Obstructive Sleep Apnea Syndrome
Pathophysiology and Clinical Characteristics
Definitions
Obstructive sleep apnea syndrome (OSA) is defined by the American Thoracic Society (ATS)1 as ‘a disorder of breathing during sleep characterized by prolonged partial upper airway obstruction and/or intermittent complete obstruction (obstructive apnea) that disrupts normal ventilation during sleep and normal sleep patterns.’
Sleep apnea in children was well described as early as 1976 by Guilleminault et al.2,3 Sleep-disordered breathing occurs in children of all ages, from neonates to adolescents, with a peak prevalence between 2 and 8 years of age. Habitual snoring occurs in 5% to 12% of children; the prevalence of SDB is estimated at 4% to 11%,4 and the prevalence of OSA is estimated at 1% to 4%.5–7 SDB is more common among boys and among children who are heavier.4
Pathophysiology
Transition to the sleep state normally results in elevation of upper airway resistance, mainly due to reduction in airway diameter, resulting from the reduced tone of the pharyngeal dilator and constrictor muscles. Normal sleep is characterized by relative hypoxemia and hypercapnia, particularly during REM sleep, when compared to wakefulness. This normal phenomenon is magnified in patients with underlying pulmonary (such as nocturnal asthma) or upper airway (such as OSA) disease. This is the result of the following physiologic factors:8
• Functional residual capacity is reduced during sleep mainly during rapid eye movement (REM) sleep, leading to more rapid hypoxemia with apnea. This is due to decreased intercostal and upper airway muscle tone, particularly during REM sleep.
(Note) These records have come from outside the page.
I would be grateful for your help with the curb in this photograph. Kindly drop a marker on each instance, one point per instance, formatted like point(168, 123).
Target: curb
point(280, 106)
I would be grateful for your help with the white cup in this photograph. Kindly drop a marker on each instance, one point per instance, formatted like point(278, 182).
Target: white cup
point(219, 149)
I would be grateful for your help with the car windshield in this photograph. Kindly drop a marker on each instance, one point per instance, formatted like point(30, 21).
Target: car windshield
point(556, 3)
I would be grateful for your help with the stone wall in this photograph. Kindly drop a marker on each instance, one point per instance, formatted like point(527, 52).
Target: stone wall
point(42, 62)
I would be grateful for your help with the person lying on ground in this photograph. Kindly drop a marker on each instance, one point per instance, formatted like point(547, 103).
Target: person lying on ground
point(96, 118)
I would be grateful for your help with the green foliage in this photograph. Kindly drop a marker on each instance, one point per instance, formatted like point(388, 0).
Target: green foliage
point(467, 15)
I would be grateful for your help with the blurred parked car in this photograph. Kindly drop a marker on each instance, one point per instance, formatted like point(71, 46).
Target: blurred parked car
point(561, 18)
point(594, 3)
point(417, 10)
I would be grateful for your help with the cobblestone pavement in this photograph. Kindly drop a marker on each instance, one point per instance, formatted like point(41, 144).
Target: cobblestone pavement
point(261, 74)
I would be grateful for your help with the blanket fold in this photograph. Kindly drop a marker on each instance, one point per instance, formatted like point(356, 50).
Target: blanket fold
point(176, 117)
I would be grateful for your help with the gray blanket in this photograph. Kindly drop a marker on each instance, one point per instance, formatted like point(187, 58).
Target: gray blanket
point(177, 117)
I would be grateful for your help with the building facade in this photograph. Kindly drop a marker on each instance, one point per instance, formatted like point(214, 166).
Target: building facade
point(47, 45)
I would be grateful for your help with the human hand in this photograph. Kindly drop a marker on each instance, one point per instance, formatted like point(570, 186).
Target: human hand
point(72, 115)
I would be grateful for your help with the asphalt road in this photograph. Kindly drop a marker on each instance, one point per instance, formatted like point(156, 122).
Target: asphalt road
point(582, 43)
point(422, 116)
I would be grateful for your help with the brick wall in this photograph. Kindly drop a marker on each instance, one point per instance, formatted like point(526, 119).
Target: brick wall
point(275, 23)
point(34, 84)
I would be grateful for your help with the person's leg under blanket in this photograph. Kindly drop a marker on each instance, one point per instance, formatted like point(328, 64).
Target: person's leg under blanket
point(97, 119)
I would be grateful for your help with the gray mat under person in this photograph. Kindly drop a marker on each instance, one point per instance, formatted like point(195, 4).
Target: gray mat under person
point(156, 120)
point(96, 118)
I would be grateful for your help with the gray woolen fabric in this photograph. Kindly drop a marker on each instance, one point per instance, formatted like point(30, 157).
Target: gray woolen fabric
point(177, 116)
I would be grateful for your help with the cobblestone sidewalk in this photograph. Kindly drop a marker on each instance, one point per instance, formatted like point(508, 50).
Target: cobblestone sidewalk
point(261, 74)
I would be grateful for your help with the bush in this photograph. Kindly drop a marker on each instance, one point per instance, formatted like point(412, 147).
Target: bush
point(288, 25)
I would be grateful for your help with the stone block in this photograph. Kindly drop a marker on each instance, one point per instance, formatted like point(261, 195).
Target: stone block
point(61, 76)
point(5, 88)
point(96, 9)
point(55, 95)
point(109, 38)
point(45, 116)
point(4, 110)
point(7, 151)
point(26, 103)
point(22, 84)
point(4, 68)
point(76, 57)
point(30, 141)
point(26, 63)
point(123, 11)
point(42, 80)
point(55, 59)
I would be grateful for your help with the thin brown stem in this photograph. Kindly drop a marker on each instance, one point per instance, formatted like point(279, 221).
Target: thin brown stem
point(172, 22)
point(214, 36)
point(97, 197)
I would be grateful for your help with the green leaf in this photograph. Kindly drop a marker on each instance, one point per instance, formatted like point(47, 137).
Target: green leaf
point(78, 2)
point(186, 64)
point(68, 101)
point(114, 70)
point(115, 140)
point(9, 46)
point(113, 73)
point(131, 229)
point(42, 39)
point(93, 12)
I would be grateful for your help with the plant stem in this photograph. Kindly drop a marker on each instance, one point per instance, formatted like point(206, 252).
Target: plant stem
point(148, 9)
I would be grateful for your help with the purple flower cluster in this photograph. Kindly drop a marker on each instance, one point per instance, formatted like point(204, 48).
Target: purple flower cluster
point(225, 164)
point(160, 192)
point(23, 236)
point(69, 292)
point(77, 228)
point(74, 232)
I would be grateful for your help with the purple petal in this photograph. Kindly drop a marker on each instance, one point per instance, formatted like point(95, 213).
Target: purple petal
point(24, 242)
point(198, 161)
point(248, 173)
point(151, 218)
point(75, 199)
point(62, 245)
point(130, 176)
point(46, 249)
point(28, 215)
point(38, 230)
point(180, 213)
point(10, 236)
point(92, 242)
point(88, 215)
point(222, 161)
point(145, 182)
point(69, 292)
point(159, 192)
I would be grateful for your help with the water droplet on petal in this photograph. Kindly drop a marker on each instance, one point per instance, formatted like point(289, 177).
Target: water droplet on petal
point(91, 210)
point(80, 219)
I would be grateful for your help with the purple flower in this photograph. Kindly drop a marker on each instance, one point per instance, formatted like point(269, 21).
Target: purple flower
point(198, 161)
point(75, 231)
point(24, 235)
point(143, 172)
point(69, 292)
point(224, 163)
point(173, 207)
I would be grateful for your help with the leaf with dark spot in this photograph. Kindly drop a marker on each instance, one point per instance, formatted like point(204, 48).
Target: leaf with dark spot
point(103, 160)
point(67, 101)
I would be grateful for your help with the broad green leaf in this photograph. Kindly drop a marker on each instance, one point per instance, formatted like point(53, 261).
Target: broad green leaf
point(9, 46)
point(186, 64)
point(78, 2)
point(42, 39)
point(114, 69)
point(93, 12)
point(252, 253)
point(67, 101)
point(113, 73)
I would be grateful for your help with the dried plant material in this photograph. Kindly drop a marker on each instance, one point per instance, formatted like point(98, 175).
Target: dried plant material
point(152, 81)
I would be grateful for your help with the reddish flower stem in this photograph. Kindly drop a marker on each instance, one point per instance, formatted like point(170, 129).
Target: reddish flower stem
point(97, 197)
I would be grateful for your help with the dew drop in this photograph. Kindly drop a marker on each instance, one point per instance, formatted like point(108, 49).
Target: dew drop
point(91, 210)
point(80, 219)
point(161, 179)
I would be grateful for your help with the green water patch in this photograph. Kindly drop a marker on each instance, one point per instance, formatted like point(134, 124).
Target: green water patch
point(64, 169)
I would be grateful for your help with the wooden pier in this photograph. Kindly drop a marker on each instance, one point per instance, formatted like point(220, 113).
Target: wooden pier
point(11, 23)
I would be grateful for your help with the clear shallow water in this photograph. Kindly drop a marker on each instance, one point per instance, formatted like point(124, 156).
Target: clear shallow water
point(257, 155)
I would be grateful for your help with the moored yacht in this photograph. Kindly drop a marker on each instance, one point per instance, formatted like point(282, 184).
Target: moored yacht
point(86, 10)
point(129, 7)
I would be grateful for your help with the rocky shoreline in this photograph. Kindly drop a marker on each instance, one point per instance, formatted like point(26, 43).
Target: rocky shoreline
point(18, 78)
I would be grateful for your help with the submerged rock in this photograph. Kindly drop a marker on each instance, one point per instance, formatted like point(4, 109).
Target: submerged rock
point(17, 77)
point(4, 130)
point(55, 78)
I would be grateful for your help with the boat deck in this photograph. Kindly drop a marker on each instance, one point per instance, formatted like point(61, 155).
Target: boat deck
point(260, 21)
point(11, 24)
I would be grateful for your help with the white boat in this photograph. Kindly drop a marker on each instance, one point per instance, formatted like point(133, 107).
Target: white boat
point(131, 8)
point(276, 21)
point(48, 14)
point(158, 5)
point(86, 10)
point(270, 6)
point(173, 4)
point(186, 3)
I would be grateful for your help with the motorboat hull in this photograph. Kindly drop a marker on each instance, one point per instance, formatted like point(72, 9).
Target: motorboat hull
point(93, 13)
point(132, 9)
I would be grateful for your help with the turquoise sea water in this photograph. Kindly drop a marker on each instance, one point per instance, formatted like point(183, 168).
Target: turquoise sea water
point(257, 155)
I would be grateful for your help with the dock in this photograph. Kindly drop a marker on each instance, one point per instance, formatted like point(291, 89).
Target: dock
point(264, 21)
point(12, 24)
• Central ventilatory drive regulating upper airway tone and ventilatory response to hypoxia and hypercapnia decrease during normal sleep.
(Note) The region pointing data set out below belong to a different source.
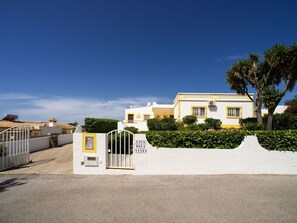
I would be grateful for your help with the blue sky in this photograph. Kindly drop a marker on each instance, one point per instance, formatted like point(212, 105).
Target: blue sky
point(73, 59)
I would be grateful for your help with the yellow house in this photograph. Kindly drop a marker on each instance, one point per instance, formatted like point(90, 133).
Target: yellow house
point(228, 107)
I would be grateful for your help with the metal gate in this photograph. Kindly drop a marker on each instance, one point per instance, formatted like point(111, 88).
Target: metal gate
point(14, 147)
point(120, 149)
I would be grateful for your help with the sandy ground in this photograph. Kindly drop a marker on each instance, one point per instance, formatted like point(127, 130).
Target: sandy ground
point(56, 160)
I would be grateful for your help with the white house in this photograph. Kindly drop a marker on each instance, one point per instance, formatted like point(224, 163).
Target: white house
point(137, 117)
point(228, 107)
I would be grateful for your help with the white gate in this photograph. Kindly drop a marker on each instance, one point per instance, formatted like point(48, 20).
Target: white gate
point(120, 149)
point(14, 147)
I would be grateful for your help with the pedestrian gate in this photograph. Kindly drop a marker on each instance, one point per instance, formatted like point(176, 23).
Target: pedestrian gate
point(14, 147)
point(120, 149)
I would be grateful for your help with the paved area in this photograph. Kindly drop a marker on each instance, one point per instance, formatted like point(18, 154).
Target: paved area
point(50, 161)
point(217, 198)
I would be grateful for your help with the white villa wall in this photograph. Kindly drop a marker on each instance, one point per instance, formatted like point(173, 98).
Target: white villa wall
point(248, 158)
point(65, 139)
point(218, 112)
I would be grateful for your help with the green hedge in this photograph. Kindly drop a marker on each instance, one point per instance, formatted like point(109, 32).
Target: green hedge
point(196, 139)
point(100, 125)
point(162, 124)
point(280, 140)
point(277, 140)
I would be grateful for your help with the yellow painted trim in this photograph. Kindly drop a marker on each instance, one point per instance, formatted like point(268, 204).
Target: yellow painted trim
point(178, 101)
point(145, 115)
point(130, 114)
point(231, 117)
point(226, 126)
point(200, 107)
point(84, 135)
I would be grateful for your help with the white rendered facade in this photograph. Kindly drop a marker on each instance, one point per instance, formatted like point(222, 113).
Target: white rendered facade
point(228, 107)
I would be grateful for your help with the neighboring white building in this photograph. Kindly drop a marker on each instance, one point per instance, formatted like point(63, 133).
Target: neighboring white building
point(228, 107)
point(279, 109)
point(137, 117)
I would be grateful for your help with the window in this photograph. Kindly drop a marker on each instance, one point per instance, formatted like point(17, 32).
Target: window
point(233, 112)
point(199, 111)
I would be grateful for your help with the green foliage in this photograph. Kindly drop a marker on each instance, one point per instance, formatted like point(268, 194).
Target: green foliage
point(131, 129)
point(278, 140)
point(212, 123)
point(280, 122)
point(253, 126)
point(190, 119)
point(196, 139)
point(284, 121)
point(100, 125)
point(164, 124)
point(2, 150)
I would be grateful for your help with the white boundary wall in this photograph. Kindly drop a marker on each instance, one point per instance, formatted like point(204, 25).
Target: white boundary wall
point(42, 143)
point(65, 139)
point(248, 158)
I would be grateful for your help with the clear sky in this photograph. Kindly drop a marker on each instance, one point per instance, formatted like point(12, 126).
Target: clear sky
point(72, 59)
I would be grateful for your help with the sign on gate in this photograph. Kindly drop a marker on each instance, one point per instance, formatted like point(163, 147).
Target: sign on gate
point(120, 149)
point(140, 146)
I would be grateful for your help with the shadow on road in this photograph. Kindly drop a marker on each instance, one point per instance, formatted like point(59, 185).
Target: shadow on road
point(10, 183)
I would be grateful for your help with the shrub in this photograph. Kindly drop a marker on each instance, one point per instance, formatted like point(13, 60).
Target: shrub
point(131, 129)
point(284, 121)
point(243, 121)
point(196, 139)
point(212, 123)
point(278, 140)
point(253, 126)
point(100, 125)
point(165, 124)
point(190, 119)
point(280, 122)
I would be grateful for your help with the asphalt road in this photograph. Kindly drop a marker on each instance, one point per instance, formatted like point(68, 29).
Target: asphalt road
point(221, 198)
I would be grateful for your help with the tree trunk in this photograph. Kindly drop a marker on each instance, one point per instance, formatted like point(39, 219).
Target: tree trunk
point(258, 108)
point(258, 111)
point(269, 120)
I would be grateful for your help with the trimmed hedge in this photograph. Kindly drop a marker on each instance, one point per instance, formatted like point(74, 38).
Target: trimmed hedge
point(278, 140)
point(196, 139)
point(162, 124)
point(280, 122)
point(100, 125)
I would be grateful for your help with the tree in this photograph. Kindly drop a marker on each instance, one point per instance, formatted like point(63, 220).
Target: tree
point(73, 123)
point(249, 73)
point(281, 69)
point(292, 106)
• Upper airway resistance increases during sleep, as a result of the decrease in upper airway tone. Small increases in upper airway resistance can have a significant impact on breathing.
Children with OSA tend to have a narrow upper airway. The patency of the upper airway is determined by both anatomic and physiologic factors. The site of obstruction in children tends to be more distal than in adults, typically involving the oropharynx and hypopharynx. Magnetic resonance imaging of upper airway structures confirmed that children with OSA have significantly larger adenoids and tonsils than those of controls.9 Arens et al. described the region in which these two lymphoid tissues overlap to constitute the site with the smallest airway diameter as the ‘overlap region.’ The upper airway is rich in neural receptors, which play a part in controlling baseline muscle tone. Any loss in this tone, as occurs at sleep onset, contributes to increased pharyngeal resistance. During inspiration, many dilator upper airway muscles exhibit phasic respiratory activity. This phasic activation of the muscles of the nose, pharynx, and larynx occurs before diaphragm and intercostal muscle activity, suggesting pre-activation of the upper airway muscles in preparation for the development of negative pressure.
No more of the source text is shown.